Now, let's analyze the second experiment with the mixture of A and B. Volume of liquid A, $V_{A'} = 20.0 \text{ cm}^3 = 20.0 \times 10^{-6} \text{ m}^3$. Mass of liquid A, $m_{A'} = \rho_A V_{A'} = (1.60 \times 10^3 \text{ kg m}^{-3}) \times (20.0 \times 10^{-6} \text{ m}^3) = 0.032 \text{ kg}$. Volume of liquid B, $V_B = 20.0 \text{ cm}^3 = 20.0 \times 10^{-6} \text{ m}^3$. Density of B, $\rho_B = 2 \times 10^3 \text{ kg m}^{-3}$. Mass of liquid B, $m_B = \rho_B V_B = (2 \times 10^3 \text{ kg m}^{-3}) \times (20.0 \times 10^{-6} \text{ m}^3) = 0.040 \text{ kg}$. Let the specific heat capacity of B be $s_B$. Power, $P_2 = 4.90 \text{ W}$. Temperature rise, $\Delta T = 20.0 \text{ K}$. Time, $t = 400 \text{ s}$.

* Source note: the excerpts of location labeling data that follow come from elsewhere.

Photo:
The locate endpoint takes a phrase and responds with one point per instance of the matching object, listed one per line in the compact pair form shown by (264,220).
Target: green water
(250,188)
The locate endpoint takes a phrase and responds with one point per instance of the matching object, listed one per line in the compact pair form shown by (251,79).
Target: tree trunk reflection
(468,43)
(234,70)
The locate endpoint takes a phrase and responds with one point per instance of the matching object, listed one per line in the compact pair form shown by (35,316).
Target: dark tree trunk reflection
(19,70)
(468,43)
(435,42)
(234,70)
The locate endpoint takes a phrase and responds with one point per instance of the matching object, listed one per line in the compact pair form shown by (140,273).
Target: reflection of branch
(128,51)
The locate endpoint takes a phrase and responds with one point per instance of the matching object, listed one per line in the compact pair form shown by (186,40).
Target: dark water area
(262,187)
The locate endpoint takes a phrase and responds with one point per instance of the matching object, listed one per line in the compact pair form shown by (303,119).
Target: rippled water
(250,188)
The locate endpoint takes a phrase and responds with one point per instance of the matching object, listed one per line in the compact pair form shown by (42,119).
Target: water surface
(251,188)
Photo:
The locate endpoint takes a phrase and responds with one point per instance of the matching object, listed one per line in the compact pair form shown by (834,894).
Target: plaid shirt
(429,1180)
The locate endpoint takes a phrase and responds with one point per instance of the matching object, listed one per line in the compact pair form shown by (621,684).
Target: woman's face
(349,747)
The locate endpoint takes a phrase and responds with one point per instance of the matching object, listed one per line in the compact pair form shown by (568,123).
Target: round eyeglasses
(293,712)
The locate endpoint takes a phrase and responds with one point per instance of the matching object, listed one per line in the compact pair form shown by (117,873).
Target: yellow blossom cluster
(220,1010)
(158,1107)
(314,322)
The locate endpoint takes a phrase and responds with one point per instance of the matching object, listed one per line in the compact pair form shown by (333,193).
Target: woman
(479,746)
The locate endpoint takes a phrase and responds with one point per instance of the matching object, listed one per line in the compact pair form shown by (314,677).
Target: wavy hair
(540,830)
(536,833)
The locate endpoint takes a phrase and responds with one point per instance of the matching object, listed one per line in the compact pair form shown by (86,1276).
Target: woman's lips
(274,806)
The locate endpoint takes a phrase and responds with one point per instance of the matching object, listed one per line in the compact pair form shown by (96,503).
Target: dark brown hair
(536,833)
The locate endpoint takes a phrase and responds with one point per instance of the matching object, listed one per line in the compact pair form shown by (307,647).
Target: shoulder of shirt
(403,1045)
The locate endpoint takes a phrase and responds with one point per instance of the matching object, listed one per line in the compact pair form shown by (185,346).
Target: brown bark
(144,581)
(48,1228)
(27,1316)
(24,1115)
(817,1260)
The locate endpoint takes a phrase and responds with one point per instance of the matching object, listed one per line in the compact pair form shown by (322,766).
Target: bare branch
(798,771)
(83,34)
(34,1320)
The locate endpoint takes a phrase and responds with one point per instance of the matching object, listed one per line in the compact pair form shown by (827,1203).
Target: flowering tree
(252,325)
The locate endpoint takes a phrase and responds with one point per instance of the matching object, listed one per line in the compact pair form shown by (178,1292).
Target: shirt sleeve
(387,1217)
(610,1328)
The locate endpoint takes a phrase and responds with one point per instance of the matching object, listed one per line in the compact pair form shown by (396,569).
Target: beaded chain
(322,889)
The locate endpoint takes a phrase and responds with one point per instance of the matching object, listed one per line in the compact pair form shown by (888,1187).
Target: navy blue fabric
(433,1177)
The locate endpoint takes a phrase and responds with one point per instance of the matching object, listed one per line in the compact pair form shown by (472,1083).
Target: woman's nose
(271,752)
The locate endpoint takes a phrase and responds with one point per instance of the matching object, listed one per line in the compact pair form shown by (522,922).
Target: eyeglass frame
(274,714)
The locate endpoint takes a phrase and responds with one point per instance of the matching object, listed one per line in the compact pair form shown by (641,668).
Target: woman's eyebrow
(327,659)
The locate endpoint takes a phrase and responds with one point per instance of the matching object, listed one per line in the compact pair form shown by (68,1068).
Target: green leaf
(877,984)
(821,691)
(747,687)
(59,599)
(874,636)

For the second experiment, the energy balance is: $P_2 t = (m_{A'} s_A + m_B s_B + C_{system}) \Delta T$ $4.90 \text{ W} \times 400 \text{ s} = (0.032 \text{ kg} \times 8.60 \times 10^2 \text{ J kg}^{-1} \text{ K}^{-1} + 0.040 \text{ kg} \times s_B + C_{system}) \times 20.0 \text{ K}$ $1960 \text{ J} = (27.52 \text{ J K}^{-1} + 0.040 s_B + C_{system}) \times 20.0 \text{ K}$ Substitute the value of $C_{system} = 40.96 \text{ J K}^{-1}$: $1960 = (27.52 + 0.040 s_B + 40.96) \times 20.0$ $1960 = (68.48 + 0.040 s_B) \times 20.0$ $\frac{1960}{20.0} = 68.48 + 0.040 s_B$ $98.0 = 68.48 + 0.040 s_B$ $0.040 s_B = 98.0 - 68.48 = 29.52$ $s_B = \frac{29.52}{0.040} = \frac{29.52}{40 \times 10^{-3}} = \frac{29520}{40} = \frac{2952}{4} = 738 \text{ J kg}^{-1} \text{ K}^{-1}$.

The specific heat capacity of liquid B is 738 J kg⁻¹ K⁻¹.